I recently sat in on a conference call offered occasionally by the Antitrust Section of the American Bar Association to discuss developments in e-discovery. The general reaction I heard from lawyers about e-discovery—meaning, the use of technology to sift through mountains of documents for the few that may be relevant to a particular case—can be summed up in one word: suspicion. Sound familiar?
Lawyers use predictive coding to extract needles from their haystack of possibly useful texts just as translators use machine learning to extract terminology from their source texts or a corpus. Both professions can benefit from this technology, but many companies and individuals are incredibly mistrustful of the tools.
During this particular call, representatives from law firms, courts, and federal agencies discussed the guidelines they would like to see in place to make clients and judges more comfortable with e-discovery output. Most of the suggestions could very easily apply to the use of machine translation and CAT tools:
- Show your work. Be transparent about your process. For both lawyers and translators, this means defining different quality control stages and documenting the output at each stage. It also means understanding very clearly the limitations of your tools and ways you can work around these limitations. For instance, everyone knows that spell checker tools can’t distinguish between errors like “they’re” versus “their,” so professional writers use human proofreaders at a final stage to correct what the software cannot.

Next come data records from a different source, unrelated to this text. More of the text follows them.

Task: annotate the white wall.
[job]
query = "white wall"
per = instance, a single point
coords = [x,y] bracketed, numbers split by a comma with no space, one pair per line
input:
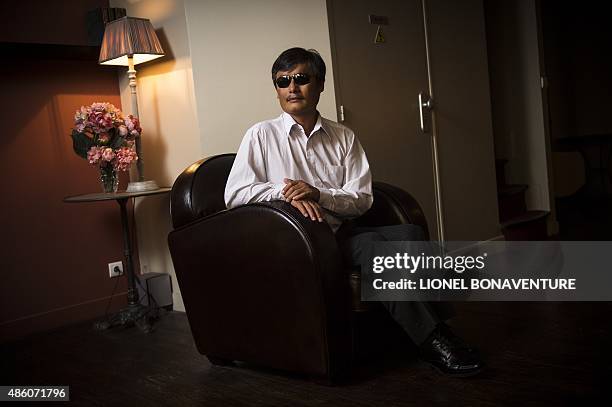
[233,45]
[517,97]
[213,83]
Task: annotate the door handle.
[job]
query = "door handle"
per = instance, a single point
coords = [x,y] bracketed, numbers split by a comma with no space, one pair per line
[425,102]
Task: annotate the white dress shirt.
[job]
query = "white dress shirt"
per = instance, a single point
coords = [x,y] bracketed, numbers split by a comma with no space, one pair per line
[330,159]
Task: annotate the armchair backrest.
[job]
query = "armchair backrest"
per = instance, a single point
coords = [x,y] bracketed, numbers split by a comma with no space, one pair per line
[199,190]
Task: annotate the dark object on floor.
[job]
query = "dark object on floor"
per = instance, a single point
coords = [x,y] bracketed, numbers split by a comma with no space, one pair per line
[448,354]
[262,284]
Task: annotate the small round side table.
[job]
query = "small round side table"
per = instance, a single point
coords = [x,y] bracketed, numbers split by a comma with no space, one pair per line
[134,312]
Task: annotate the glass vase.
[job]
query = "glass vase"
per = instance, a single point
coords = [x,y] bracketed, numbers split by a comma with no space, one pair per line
[109,178]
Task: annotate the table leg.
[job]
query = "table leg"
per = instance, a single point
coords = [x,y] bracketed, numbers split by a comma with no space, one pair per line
[135,312]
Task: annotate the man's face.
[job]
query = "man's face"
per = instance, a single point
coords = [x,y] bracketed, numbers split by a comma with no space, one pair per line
[299,100]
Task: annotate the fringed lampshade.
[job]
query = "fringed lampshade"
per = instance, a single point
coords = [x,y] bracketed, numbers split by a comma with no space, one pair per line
[130,41]
[129,36]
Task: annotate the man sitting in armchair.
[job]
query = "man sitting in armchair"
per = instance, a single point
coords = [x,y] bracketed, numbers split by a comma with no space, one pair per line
[320,168]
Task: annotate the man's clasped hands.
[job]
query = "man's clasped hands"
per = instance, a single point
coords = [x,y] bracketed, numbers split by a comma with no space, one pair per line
[304,197]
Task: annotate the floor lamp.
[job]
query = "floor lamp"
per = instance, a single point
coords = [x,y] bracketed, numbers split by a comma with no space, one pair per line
[130,41]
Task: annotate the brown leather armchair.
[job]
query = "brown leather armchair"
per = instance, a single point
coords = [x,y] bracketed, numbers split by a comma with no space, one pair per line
[261,283]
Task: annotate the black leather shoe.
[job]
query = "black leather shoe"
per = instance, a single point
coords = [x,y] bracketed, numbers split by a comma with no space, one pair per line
[449,354]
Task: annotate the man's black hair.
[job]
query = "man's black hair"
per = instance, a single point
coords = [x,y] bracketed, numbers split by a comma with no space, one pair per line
[294,56]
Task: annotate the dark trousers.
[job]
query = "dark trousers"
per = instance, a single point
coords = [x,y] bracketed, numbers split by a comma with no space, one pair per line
[418,319]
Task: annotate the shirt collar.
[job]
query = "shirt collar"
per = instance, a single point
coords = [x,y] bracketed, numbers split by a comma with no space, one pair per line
[289,122]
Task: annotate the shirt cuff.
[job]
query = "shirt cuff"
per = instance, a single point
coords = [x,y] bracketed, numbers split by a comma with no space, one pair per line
[326,199]
[277,193]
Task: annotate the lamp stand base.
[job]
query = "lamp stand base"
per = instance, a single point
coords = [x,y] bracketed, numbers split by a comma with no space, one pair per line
[142,186]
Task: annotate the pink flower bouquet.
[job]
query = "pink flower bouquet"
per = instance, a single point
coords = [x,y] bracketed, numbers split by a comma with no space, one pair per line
[104,137]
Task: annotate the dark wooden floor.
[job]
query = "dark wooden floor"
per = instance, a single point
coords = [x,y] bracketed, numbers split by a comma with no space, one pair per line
[537,353]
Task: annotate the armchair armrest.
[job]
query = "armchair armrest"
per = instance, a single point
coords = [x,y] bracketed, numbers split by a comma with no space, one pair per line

- Make multiple passes through your texts to better control how your work gets refined. For lawyers, this means using several, gradually narrower search queries to pinpoint key documents, rather than using one “high-powered” string of specific search terms on the very first go. For translators, this means doing your background and terminology research, then using your CAT tool, then using a concordance tool, then perhaps a special spell checker, and so on. Bottom line: when working with huge volumes of information, even when using technology-based solutions, it’s more effective to take small bites multiple times than trying to swallow the whole project at once.
- Spend a significant amount of time training your tools with a significant number of texts in order to teach it to produce results backed by statistically significant confidence levels.
- Have a human expert review and approve the results of the machine work before using them in a professional context. This was the most-repeated suggestion throughout the call. People are far more likely to trust a machine that is taking over a formerly human task if a seasoned professional can confirm that the machine is, in fact, performing well. Even if you only confirm a [statistically significant] sampling of the machine output as high quality, you will exponentially increase your client’s comfort with the non-human processing of language.
Where else have you heard concerns from the translation industry cross over into other fields? How have you addressed concerns about technology use in your field? What do you do to make sure your time savers work properly?